Fixing problems Part 1: Introduction and Attitude Adjustment

As DBAs, software developers, Homo Sapiens, and lovers we have to solve problems.  There is a common misconception that support is for the more junior folks on a team and thus being good at it is a sign of “being a little baby”.  While support is a great way to learn a software ecosystem and organization and thus “grow” a junior person into a senior one a lot of problem-solving falls to the rock star programmers or wizard DBAs in most organizations.

Yet some of these people aren’t any good at it.  In fact, they are awful.  I’ve seen people that are very good at doing very hard technical things – creating something from nothing, thinking of all the things that could go wrong, refactoring and integrating a large subsystem, etc. – fail at simply fixing a problem with an existing system.
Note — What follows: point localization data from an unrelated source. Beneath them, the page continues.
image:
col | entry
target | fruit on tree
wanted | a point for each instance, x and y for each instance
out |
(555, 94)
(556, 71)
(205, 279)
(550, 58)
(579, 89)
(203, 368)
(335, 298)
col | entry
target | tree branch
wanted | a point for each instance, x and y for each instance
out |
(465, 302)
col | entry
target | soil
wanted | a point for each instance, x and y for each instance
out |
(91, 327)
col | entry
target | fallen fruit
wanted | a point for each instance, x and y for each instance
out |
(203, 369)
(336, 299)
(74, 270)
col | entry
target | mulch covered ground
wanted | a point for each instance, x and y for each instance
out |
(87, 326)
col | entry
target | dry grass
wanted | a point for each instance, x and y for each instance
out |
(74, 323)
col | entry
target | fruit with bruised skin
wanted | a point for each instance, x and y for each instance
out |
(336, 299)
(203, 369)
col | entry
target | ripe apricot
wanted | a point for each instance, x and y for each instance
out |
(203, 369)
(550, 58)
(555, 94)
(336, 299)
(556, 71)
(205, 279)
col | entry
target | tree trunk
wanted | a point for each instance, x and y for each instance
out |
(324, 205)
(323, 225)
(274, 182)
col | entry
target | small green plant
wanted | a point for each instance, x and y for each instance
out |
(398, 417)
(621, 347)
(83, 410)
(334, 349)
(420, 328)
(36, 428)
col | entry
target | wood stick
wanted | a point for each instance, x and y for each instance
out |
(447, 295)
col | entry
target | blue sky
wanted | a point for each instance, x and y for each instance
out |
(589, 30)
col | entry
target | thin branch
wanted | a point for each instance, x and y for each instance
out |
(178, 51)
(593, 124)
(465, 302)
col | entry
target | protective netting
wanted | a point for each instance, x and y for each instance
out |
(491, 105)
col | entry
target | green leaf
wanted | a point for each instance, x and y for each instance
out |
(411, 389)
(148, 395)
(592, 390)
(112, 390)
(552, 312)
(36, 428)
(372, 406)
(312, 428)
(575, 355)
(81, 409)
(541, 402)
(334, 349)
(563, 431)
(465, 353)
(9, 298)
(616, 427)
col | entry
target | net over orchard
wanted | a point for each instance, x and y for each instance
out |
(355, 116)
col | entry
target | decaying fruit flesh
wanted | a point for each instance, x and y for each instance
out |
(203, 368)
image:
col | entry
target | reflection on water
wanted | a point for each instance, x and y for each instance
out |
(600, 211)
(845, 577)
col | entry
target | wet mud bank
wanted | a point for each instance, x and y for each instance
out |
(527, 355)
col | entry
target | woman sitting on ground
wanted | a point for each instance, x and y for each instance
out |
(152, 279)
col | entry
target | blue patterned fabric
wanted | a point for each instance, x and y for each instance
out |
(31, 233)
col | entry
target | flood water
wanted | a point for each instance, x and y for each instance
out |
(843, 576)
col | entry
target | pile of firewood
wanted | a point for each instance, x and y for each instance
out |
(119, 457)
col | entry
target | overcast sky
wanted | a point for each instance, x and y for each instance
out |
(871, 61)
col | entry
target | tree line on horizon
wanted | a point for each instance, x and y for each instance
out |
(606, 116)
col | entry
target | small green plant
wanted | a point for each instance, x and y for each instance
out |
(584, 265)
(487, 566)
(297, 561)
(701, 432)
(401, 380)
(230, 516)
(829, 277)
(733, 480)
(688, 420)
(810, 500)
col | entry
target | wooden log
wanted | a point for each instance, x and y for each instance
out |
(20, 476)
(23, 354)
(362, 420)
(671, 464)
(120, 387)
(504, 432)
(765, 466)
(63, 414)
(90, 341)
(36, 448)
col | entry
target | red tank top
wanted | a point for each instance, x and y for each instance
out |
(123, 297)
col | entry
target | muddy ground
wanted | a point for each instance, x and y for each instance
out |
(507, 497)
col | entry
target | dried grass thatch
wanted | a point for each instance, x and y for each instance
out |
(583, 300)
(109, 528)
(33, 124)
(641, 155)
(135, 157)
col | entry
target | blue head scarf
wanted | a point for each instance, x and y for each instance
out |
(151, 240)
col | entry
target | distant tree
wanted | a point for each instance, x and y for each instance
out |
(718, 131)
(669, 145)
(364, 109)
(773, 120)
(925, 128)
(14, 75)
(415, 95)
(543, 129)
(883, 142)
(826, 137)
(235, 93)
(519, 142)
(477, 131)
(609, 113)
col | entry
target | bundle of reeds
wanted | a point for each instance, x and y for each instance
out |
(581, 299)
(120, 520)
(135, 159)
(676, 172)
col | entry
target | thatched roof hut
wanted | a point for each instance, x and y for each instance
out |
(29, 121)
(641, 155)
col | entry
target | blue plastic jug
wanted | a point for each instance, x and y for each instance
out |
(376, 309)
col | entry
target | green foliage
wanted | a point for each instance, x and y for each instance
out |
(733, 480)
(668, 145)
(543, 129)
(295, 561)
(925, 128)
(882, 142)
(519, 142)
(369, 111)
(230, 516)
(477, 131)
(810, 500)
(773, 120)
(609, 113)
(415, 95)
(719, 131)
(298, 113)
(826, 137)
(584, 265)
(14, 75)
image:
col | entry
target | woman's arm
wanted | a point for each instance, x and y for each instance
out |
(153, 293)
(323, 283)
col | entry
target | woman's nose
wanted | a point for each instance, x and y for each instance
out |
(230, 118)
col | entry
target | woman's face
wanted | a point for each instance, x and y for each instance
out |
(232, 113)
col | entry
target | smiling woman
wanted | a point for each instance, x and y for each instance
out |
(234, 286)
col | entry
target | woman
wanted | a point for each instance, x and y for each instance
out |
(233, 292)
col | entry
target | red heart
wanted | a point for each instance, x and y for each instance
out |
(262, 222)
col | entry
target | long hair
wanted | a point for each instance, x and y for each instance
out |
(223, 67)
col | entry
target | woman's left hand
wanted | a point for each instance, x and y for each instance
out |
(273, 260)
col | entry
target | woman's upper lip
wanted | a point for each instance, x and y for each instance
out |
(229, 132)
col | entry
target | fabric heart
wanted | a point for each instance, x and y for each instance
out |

You can take your rock star and send them off to fix a support issue and they will return with a confused look, eight hours of wasted effort, a missing finger, and an STD.  Working with some truly gifted problem solvers I think that there are some differences in Attitude, Practices, and Skills that separate the junior and senior problem solvers.  Let’s start with Attitude.

First, there IS a problem

Never deny that there is a problem.  If someone is at your desk, on the phone, flooding your email with red exclamation points, or outside your house knocking on the window there is clearly a problem.  The problem might be that they don’t understand something and the problem might not be your fault, but the issue should be treated with respect as a real problem if they took the time to contact you.  Don’t deny it or argue.  Why would you deny it anyway, because you see support as negative.

Don’t see support as a negative shameful thing or a junior task

As long as things keep changing, there will always be problems.  (This next part is hard to put down in writing) If you aren’t writing bugs you aren’t writing software.  If you aren’t changing systems you aren’t working.  A support issue is not an insult, a bug is not a breakup.  Yes, you should make sure that you don’t write infinite loops, and yes you should make sure that you test the latest SQL Server upgrade before you install it in production at 10 am on the last day of the month.  But in most organizations there is a constant to and fro of creating new things and then fixing issues that crop up with them, so don’t pretend as if a problem is an anomaly.  True root cause and issue prevention are topics for another post, but don’t act surprised that software systems don’t always work as expected.

Confidence

In my home office I have a fortune cookie taped to one of my monitors that says: “You have the ability to analyze and solve any problem”, and over time I have started to believe it (by looking at it 27 times a minute).  The fact is that most people that are good at support are good because they believe that given enough time they could fix any issue.  ANY issue.  Given 20 years and enough coffee they could learn C/C++, reverse engineer SQL Server, learn about cross-platform multi-threading, and fix that bug.

The ability to not freak out and lose it

Something is broken but don’t be scared (its just moving electrons for the highest bidder).  The fact that someone is at your desk and not someone else’s is a good thing, don’t panic and freak out and yell things that you’ll regret later (Aside: yelling is always regretted – only thing I’ve not regretted yelling “OMG ITs MILEY”). Don’t blame people or come off as condescending; assume that they are your desk because they know you can fix it, not because they think you caused it.  Figuring out root cause and a long-term solution are separate things; as are fixing and blaming.  You are in charge of fixing for now, so just focus on that.  Besides, over time a calm person is going to be relied upon more while those freakout will only end up on reality shows.